Effect of propofol on vascular reactivity in thoracic aortas from rats with endotoxemia.

J Chin Med Assoc

Department of Anesthesiology, Taipei Veterans General Hospital, National Yang-Ming University School of Medicine, Taipei, Taiwan, ROC.

Published: June 2012

Background: This study examined the effect of propofol on thoracic aortas isolated from endotoxic rats to assess endothelium-dependent and -independent relaxant responses.

Methods: Adult male Wistar rats were assigned randomly to one of two groups, a saline control group or an experimental group treated with lipopolysaccharide (LPS, 10 mg/kg intravenously). At 6 hours after saline or LPS infusion, the thoracic aorta was excised and cut into 3-mm rings. Aortic rings with or without endothelium were suspended in organ baths for isometric tension recording.
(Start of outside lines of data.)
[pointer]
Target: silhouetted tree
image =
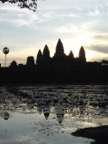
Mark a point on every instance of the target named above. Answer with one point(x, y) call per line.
point(71, 55)
point(82, 54)
point(30, 61)
point(13, 64)
point(39, 60)
point(29, 4)
point(59, 50)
Results: Both norepinephrine (NE)-induced vascular contraction and acetylcholine-induced vasodilation were attenuated in aortas from LPS-treated rats. Furthermore, preincubation with propofol caused a rightward shift in the NE concentration-response curve for aortas from LPS-treated rats compared to sham controls. The slow and sustained, but not the initial fast, contractile response to NE was significantly suppressed by propofol in LPS-treated aortas. In addition, vascular relaxation induced by propofol in LPS-treated aortas was partially suppressed by inhibitors of either nitric oxide (NO) synthase or soluble guanylate cyclase, but not by potassium channel inhibitors.

Conclusion: These data suggest that propofol reduces the sensitivity to NE in aortic rings from endotoxic rats. This appears to be caused by (i) blockade of the extracellular calcium influx rather than a reduction in intracellular calcium release and (ii) an increased response to, at least in part, NO-cGMP in rat aortas.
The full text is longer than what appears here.